When a RunQueueConfig is configured, the run queue applies to daemon-submitted runs (sensors, schedules, automation conditions, UI). materialize() always executes directly regardless of queue configuration.
| Parameter | Type | Default | Description |
|---|---|---|---|
selection |
list[str] \| None |
None |
Asset names to materialize. None for all. |
partition_key |
PartitionKey \| None |
None |
Partition to materialize. Required for partitioned assets. |
tags |
list[tuple[str, str]] \| None |
None |
Tags applied to the run for queue / observability filtering. |
raise_on_error |
bool |
True |
Raise on first failure rather than returning a failed result. |
config |
dict[str, dict[str, Any]] \| None |
None |
Per-asset config overrides keyed by asset name. |
run_id_override |
str \| None |
None |
Use a pre-assigned run ID (used by K8s execution pods). |
include_upstream |
bool |
False |
Also materialize transitive deps of selection. |
resume |
bool |
False |
Skip already-completed steps from a crashed prior run with the same run_id_override. |
Returns: RunResult.
backfill()¶
def backfill(
self,
selection: list[str] | None = None,
partition_keys: list[PartitionKey] | None = None,
partition_range: PartitionKeyRange | None = None,
strategy: BackfillStrategy | None = None,
failure_policy: str = "continue",
max_concurrency: int = 4,
tags: list[tuple[str, str]] | None = None,
config: dict[str, dict[str, Any]] | None = None,
block: bool = True,
dry_run: bool = False,
) -> BackfillResult
Backfill partitions for the selected assets. See Backfills for the full reference.
cancel_backfill()¶
Cancel a running backfill. Returns True if the in-process coordinator was signalled (the backfill has live state in this process); returns False and falls back to a storage-level cancel marker otherwise.
get_backfill()¶
Look up a backfill's current status by ID, or None if not found.
rerun_backfill()¶
def rerun_backfill(
self, backfill_id: str, block: bool = True, dry_run: bool = False
) -> BackfillResult
Re-launch the failed and canceled partitions of a previous backfill.
observe()¶
Run observation functions on external assets. Only external assets with an observe_fn (set via the @Asset.external() decorator) are observed.
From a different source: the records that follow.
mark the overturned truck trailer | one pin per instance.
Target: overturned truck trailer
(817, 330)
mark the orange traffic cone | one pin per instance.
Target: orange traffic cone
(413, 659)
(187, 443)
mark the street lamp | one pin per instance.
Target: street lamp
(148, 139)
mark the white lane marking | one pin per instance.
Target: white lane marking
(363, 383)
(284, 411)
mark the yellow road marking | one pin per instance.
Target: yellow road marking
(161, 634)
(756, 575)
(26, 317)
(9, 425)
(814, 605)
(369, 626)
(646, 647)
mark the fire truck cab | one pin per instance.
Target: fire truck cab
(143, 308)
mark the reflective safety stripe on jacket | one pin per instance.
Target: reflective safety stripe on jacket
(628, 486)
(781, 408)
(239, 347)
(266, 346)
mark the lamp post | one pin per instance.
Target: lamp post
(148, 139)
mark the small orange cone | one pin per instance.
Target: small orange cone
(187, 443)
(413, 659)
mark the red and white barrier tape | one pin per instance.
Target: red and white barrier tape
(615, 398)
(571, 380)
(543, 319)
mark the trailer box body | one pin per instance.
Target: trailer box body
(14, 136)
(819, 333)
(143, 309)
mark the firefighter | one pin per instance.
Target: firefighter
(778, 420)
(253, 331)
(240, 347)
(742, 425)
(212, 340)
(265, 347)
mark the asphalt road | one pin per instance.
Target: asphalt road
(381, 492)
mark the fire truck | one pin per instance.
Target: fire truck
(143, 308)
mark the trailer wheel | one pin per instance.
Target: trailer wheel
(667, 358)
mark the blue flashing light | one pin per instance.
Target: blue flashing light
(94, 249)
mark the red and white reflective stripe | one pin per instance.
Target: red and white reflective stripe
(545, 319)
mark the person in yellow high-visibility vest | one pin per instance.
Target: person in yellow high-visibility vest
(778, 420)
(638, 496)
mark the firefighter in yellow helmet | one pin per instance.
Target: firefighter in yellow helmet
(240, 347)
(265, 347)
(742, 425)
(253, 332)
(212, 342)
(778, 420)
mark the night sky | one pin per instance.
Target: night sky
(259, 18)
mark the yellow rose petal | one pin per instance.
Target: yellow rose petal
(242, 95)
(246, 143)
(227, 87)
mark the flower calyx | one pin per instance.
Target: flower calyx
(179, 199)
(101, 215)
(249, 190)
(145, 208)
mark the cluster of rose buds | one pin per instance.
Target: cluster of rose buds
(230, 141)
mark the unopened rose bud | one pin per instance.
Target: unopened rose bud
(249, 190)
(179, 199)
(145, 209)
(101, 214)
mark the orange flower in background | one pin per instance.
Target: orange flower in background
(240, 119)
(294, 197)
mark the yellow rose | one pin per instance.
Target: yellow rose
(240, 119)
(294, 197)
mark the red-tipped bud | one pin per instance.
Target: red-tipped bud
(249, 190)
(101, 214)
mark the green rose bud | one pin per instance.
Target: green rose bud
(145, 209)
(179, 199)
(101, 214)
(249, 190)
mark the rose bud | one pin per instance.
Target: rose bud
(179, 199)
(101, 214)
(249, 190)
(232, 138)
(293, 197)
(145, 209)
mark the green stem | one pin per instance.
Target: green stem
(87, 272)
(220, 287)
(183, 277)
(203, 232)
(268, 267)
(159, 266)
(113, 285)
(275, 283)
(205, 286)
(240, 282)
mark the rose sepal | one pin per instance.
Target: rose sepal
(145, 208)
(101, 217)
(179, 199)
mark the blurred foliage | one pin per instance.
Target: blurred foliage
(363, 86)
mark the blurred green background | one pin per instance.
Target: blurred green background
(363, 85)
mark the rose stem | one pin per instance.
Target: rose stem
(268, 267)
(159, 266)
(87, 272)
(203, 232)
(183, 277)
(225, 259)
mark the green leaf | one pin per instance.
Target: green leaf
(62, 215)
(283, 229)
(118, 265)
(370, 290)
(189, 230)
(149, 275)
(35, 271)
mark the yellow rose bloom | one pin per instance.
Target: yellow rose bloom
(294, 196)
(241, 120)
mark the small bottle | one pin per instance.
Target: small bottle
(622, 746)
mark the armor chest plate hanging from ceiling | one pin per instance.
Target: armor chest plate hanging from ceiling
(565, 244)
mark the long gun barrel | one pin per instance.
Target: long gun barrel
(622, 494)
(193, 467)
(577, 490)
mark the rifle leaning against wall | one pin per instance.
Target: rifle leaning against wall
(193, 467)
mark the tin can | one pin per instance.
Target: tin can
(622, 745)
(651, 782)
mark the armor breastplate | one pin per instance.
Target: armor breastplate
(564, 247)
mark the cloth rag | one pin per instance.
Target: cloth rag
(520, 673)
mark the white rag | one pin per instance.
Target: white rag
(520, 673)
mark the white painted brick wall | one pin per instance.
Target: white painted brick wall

| Parameter | Type | Default | Description |
|---|---|---|---|
asset_names |
list[str] \| None |
None |
Filter to specific asset names. Observes all observable external assets when None. |
Returns: dict[str, dict[str, MetadataValue]] mapping asset names to their observation metadata.
@rs.Asset.external(io_handler=handler)
def source(context: rs.AssetExecutionContext):
context.add_output_metadata({"row_count": rs.MetadataValue.int(1000)})
repo = rs.CodeRepository(assets=[source])
result = repo.observe()
print(result["source"]["row_count"].raw_value()) # 1000
load_node()¶
def load_node(
self,
name: str,
*,
partition_key: PartitionKey | None = None,
type_hint: type[T] | None = None,
) -> T | Any
Load a node's persisted output via its IO handler. Returns the value stored by the most recent materialization.
| Parameter | Type | Default | Description |
|---|---|---|---|
name |
str |
required | Node name (e.g. "my_asset" or "pipeline/step_a" for graph-asset internal tasks). |
partition_key |
PartitionKey \| None |
None |
Partition to load. Required for partitioned assets. |
type_hint |
type \| None |
None |
Target type passed to the IO handler (e.g. pyarrow.Table for Delta). |
repo.materialize()
value = repo.load_node("my_asset")
df = repo.load_node("delta_asset", type_hint=pa.Table) # typed as pa.Table
io_handler_for_output()¶
Resolve the IO handler this repository would use to write name's output. Walks the registry chain node.io_handler() → default — the same chain the executor uses at materialize time. Returns the resolved handler instance (the configured one, an instance derived from a ResourceRef, or the shared default InMemoryIOHandler).
Useful for debugging "which handler does this asset actually use?" without running execution.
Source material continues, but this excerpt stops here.